Commentary
At the 2021 Commission on the Status of Women conference held at the United Nations in New York, the U.N. unveiled a renewed strategy for advancing “sexual and reproductive health and rights.”
In an
event called “Reclaiming Gender Justice: Countering National, Regional, and Global Backlashes,” Ib Peterson, deputy executive director of the U.N. Population Fund (UNFPA), said that “partnership with faith-based organizations” will be “a key area of engagement for UNFPA throughout our new strategic plan.”
Speaking at the U.N. “Reclaiming Gender Justice” event, Rev. Antje Jackelen, archbishop of the Church of Sweden, noted the “global backlash” coming from religious organizations and elsewhere against SRHR.
She
said: “Certain actors, let’s call them anti-rights actors, are mobilizing to stop progress [on women’s rights]. The sad thing is that religion is being used as an argument against gender justice and SRHR. ... Religious and faith communities can be part of the problem, but even more so they hold the key to solutions ... and they are part of the solution everywhere in the world.”
Rudelmar Bueno de Faria, co-chair of the U.N. Multi-faith Advisory Council, laid out a bold vision.
He
said: “I would like just to share that my dream as co-chair of the U.N. Multi-faith Advisory Council, I would like to have religious leaders and actors engaged in promoting this dimension of gender equality—Sexual and Reproductive Health and Rights.
“From a faith perspective but also as a faith-based actor, I believe that we cannot do anything else than defending sexual and reproductive health and rights as a human right but also ... as a God-given right.”
Dr. Tlaleng Mofokeng, a medical doctor, proclaimed Catholic, and the U.N. special rapporteur on the right to health,
expressed similar sentiments: “It’s because of my faith, it’s because of my religion that I do this work. ... Even my own parish celebrates the work I do. ... There is no contradiction; there is no internal battle.”
On another occasion, she
said:
“Recently a friend was commenting on the work I do, saying, ‘You do abortions, you support sex work decriminalization, adolescent health, sexual pleasure, and you are also a Catholic.’ And I said, ‘Well, that’s the truth as well. And that’s not in conflict. There’s no internal conflict with my work, my politics, and whatever my spiritual identity is.’”
This is the attitude the U.N. would like to see replicated by faith leaders across the globe.
Interestingly, the month following this U.N. meeting, Planned Parenthood—a regular
partner of U.N. agencies including UNFPA, UNICEF, and UNESCO—
announced that it was adding numerous members to its Clergy Advocacy Board. These clergy members were to partner with Planned Parenthood, leading efforts to persuade national and local faith leaders to
advocate for “the full range of sexual and reproductive health care” services over the pulpit and in their communities. Planned Parenthood stated that they were looking to partner with religious leaders who view SRHR as “an ethical imperative” and “who proudly champion reproductive rights as a matter of faith.”
An Old Strategy in New Clothes
The strategy of harnessing the clergy to promote political causes is an old strategy wearing new robes. In his
book, “Live Not By Lies,” Rod Dreher documented how a major strategy for political revolution in communist Russia was to “control the Church by subduing the clergy.” Clergy were invited, blackmailed, or beaten into cooperating with the state’s objectives.

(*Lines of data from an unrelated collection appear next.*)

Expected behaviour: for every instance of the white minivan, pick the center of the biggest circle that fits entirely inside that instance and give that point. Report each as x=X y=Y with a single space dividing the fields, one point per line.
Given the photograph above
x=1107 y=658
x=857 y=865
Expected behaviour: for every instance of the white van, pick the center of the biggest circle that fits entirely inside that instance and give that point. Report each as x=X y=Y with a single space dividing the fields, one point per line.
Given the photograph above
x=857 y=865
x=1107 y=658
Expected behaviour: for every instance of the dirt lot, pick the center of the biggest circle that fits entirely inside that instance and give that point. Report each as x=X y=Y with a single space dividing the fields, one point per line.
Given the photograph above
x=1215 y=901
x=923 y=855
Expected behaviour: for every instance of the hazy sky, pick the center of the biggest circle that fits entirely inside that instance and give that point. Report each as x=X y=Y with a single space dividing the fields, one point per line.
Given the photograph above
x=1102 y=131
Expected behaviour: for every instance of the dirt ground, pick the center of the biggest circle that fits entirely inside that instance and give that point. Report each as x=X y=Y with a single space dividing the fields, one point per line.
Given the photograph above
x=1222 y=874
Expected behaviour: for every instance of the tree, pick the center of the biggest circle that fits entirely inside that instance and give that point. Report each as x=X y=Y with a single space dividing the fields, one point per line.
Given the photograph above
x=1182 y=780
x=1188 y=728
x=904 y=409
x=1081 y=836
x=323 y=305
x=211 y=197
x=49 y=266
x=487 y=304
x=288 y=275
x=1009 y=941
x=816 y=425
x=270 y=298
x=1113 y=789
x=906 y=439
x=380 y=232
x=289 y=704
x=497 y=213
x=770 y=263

In most cases, priests and others resisted. This resulted in the imprisonment, torture, and deaths of hundreds of religious leaders (
pdf). This greatly crippled congregations throughout the nation, although cells of religious resistance endured.
The U.N.’s attempt to control “backlash” from churches and faith leaders by ideologically “subduing the clergy” may have equally impactful—though less violent—outcomes. As Dreher explained, we’re currently living through a social revolution as calamitous as previous revolutions, but it comes wearing more kindly trappings. The current social revolution employs slogans of “love,” “rights,” and “health” and peddles them gently.

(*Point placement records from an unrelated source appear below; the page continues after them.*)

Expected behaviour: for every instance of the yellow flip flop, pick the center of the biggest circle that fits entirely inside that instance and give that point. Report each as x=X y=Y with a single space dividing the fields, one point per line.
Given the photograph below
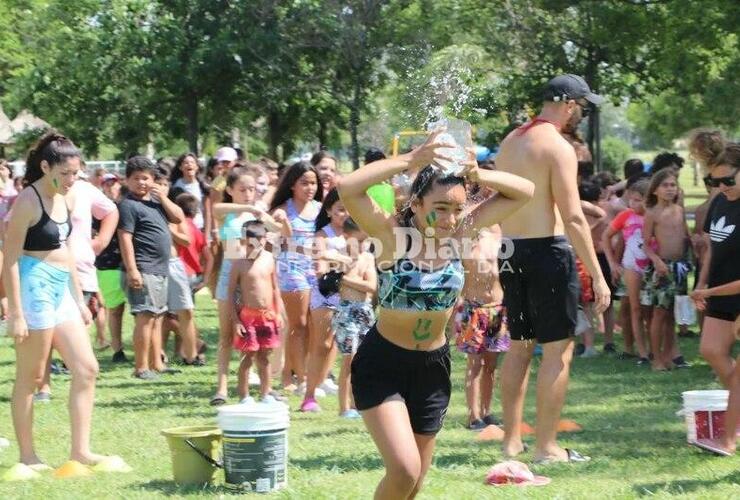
x=112 y=464
x=20 y=472
x=40 y=467
x=71 y=469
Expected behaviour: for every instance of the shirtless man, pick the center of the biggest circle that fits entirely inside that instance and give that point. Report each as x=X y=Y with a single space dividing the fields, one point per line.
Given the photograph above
x=539 y=277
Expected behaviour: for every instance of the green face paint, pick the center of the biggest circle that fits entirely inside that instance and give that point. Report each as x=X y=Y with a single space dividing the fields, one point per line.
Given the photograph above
x=421 y=332
x=432 y=219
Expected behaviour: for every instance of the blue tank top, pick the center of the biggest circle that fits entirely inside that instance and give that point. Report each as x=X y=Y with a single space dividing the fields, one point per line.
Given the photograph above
x=231 y=227
x=303 y=229
x=406 y=287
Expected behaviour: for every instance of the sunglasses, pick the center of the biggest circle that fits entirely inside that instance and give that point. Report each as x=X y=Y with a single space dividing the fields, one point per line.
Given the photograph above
x=728 y=181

Instead of slaying its opposers, it says, “Join us in a glorious cause.” Instead of chopping off the heads of religious groups, it invites faith leaders to abandon their core doctrines and—in the name of human rights—mislead their congregations en masse. At the same time, the gentle revolution wields shame, public dishonor, and
political exclusion as weapons against dissent.
The current attempt by the U.N. and other actors to “control the church by subduing the clergy” may look like simply the forging of friendly partnerships. However, when religious groups partner with those whose core objective could be described as uprooting social and religious norms (
pdf) and creating a society without basic
morals, it may end up looking more like a stranglehold than a friendly partnership. Such partnerships will ultimately suck the life out of any religion that succumbs to them by draining them of truth.
The deadly fruits of such partnerships will be proclamations from the corrupted pulpits of the world that the killing of God’s
smallest children is a “God-given right.”
Views expressed in this article are opinions of the author and do not necessarily reflect the views of The Epoch Times.